Which produces this result:
Code:
Directories = "/media" "/media/Movies A-M" "/media/Movies N-Z"
wait_on: can't open ""/media"" for reading: No such file or directory



Now if I replace the main line with this one...
Code:
directories=$(find /media -type d -print0 | xargs -0)

The results are:
Code:
directories=/media /media/Movies A-M /media/Movies N-Z
wait_on: can't open "/media/Movies" for reading: No such file or directory

If I remove the space in the directory names the second version works fine but I don't want to have to remove any spaces as this won't be for just my use.


I can flat out define the variable and it works, not sure why the difference but I'm working it. All I can think about is there is some character slipping by.
Code:
directories="/media" "/media/Movies A-M" "/media/Movies N-Z"

So I'm working on it.
 
Been looking at this for hours, I must be very thick headed.

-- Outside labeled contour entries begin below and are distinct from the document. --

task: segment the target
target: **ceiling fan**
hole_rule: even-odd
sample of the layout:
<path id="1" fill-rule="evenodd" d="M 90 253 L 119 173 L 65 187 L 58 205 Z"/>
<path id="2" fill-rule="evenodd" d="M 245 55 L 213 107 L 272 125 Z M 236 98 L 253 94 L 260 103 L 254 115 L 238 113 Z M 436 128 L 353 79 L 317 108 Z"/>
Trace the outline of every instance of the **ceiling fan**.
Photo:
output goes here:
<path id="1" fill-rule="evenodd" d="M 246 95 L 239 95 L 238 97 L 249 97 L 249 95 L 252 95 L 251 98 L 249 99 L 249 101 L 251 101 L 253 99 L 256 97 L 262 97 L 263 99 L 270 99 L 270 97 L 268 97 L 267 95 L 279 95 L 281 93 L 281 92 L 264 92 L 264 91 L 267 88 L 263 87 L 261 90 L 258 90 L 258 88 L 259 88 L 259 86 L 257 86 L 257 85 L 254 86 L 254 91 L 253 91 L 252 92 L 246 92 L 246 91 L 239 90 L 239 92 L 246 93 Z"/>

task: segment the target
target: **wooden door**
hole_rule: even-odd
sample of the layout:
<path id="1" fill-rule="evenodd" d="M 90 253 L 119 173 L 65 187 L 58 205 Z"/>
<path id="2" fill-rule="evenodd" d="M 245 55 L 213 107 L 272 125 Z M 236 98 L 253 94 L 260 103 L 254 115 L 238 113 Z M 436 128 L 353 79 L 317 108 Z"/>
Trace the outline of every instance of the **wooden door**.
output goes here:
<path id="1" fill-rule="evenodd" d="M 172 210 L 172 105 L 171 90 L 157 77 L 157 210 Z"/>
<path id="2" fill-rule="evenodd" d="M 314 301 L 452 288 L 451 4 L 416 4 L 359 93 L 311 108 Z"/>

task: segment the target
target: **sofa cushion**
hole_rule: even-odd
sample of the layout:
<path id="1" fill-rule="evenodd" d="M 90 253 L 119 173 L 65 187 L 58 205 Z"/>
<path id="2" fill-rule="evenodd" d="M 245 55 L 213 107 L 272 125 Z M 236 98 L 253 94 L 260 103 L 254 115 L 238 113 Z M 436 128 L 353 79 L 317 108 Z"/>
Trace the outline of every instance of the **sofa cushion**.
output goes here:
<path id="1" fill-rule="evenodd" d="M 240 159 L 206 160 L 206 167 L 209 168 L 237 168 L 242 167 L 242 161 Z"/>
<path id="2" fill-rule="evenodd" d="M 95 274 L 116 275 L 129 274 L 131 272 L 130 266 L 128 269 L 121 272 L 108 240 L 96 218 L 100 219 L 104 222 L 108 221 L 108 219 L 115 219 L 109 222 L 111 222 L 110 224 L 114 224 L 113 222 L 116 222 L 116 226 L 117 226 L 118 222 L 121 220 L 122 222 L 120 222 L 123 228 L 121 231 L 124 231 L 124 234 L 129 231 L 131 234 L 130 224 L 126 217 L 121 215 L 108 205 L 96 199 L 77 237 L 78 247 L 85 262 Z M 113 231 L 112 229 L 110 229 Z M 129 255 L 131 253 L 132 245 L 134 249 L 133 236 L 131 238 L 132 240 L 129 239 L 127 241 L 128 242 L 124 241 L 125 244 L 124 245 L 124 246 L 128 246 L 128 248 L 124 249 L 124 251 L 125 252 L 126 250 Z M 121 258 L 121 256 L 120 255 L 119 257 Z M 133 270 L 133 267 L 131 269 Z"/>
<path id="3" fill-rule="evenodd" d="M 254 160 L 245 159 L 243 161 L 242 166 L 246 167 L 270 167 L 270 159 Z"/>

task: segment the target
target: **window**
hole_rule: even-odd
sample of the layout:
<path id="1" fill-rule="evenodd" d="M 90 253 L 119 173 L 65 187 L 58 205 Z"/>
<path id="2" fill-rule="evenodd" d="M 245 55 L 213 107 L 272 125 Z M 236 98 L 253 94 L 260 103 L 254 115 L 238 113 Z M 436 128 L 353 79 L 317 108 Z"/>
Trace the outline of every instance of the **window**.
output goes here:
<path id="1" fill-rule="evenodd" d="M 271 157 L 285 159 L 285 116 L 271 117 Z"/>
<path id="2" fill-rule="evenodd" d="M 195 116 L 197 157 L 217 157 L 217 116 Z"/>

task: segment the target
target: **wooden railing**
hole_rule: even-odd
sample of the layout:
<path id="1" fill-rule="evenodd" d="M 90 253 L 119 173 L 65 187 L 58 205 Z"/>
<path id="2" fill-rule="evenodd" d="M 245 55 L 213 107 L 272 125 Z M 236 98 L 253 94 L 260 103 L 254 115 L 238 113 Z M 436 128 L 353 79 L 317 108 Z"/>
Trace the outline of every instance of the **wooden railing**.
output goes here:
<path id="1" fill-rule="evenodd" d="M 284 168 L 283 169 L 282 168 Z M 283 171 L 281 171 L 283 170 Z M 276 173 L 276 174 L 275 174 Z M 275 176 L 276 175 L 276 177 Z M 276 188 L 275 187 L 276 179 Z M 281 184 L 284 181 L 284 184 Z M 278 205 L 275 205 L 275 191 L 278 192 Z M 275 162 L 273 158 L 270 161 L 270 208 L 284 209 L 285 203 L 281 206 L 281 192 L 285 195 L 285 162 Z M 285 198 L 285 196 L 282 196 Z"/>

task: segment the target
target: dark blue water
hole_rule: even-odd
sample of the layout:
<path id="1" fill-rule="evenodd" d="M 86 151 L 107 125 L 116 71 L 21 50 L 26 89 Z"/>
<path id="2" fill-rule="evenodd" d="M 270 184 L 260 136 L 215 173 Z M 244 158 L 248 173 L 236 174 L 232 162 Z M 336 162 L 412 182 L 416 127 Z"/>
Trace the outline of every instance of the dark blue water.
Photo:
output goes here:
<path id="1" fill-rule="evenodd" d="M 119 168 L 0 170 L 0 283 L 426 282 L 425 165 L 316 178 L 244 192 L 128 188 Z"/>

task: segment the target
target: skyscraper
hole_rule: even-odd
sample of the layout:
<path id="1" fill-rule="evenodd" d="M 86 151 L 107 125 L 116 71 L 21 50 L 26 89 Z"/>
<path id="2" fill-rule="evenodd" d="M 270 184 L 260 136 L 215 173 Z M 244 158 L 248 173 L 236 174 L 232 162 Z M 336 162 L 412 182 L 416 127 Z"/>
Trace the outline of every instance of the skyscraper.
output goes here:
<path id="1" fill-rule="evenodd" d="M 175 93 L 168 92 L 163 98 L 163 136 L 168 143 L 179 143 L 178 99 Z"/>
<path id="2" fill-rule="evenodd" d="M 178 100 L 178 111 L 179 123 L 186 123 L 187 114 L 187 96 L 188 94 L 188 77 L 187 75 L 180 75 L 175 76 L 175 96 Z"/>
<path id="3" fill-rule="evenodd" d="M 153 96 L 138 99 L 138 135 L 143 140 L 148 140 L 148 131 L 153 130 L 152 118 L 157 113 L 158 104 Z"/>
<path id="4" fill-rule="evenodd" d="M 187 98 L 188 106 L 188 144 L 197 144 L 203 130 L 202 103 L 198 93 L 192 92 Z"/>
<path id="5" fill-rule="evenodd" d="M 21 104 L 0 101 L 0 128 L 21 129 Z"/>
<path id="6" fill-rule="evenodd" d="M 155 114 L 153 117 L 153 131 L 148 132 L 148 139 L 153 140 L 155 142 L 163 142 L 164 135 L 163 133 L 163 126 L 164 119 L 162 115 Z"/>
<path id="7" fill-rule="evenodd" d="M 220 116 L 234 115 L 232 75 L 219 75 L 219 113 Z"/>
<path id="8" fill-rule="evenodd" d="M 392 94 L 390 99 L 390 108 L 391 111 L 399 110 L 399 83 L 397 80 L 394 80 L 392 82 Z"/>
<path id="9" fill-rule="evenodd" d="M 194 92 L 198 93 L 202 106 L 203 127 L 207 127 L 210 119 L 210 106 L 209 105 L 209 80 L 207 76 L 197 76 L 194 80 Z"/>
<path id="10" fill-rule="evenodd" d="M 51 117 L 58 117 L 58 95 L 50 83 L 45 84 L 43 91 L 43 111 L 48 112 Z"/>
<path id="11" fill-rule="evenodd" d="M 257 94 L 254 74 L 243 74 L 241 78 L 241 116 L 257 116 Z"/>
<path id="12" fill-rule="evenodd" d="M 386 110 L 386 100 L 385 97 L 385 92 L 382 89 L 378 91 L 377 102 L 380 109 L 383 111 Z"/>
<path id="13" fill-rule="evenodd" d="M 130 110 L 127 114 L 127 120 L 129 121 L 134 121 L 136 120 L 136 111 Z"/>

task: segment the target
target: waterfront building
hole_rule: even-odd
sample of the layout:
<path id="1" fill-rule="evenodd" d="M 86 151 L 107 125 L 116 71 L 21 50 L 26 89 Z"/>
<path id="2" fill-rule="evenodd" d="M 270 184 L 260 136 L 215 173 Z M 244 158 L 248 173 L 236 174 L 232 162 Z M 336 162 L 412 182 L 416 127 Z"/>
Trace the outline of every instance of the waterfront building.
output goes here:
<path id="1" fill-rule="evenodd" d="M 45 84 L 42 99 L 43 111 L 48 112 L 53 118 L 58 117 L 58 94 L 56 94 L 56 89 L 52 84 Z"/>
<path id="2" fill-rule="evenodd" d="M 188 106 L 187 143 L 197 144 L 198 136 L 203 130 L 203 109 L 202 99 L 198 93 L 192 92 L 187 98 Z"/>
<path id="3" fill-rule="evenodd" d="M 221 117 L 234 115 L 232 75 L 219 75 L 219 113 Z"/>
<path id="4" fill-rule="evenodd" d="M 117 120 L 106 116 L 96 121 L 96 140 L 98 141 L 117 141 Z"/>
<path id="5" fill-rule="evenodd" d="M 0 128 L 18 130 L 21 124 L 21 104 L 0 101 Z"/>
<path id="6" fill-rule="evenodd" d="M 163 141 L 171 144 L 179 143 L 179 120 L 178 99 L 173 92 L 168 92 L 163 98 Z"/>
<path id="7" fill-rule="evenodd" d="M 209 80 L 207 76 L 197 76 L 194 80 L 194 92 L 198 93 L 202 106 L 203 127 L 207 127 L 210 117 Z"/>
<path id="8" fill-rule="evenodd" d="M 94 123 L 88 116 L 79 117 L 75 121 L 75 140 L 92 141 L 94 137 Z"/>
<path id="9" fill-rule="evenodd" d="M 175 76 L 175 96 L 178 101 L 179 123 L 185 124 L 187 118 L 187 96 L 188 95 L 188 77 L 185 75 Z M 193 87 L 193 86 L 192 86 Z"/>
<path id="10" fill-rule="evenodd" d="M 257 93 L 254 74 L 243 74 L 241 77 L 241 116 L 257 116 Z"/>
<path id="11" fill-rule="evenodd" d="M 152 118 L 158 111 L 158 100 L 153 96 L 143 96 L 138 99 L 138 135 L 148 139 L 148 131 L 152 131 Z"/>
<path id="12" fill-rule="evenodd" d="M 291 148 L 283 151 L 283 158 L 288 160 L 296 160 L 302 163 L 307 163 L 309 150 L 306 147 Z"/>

This code lists all the sub-directories but they are all separated by a null character. No quotes around anything but I didn't expect it here. I can see I need to insert a quote at the beginning and end of each sub-directory and insert a space between each of those.
Code:
find /media -type d -print0

And when I'm here I can see that the nulls have now become a space. So I'm half way there. I was hoping xargs would have the "-i" parameter like some other versions of it does so it would treat a space as a space and the entire sub-directory as a single entry. I would hope that ends up putting quotes around the entries.
Code:
find /media -type d -print0 | xargs -0

I'll look into this again tomorrow with fresh eyes.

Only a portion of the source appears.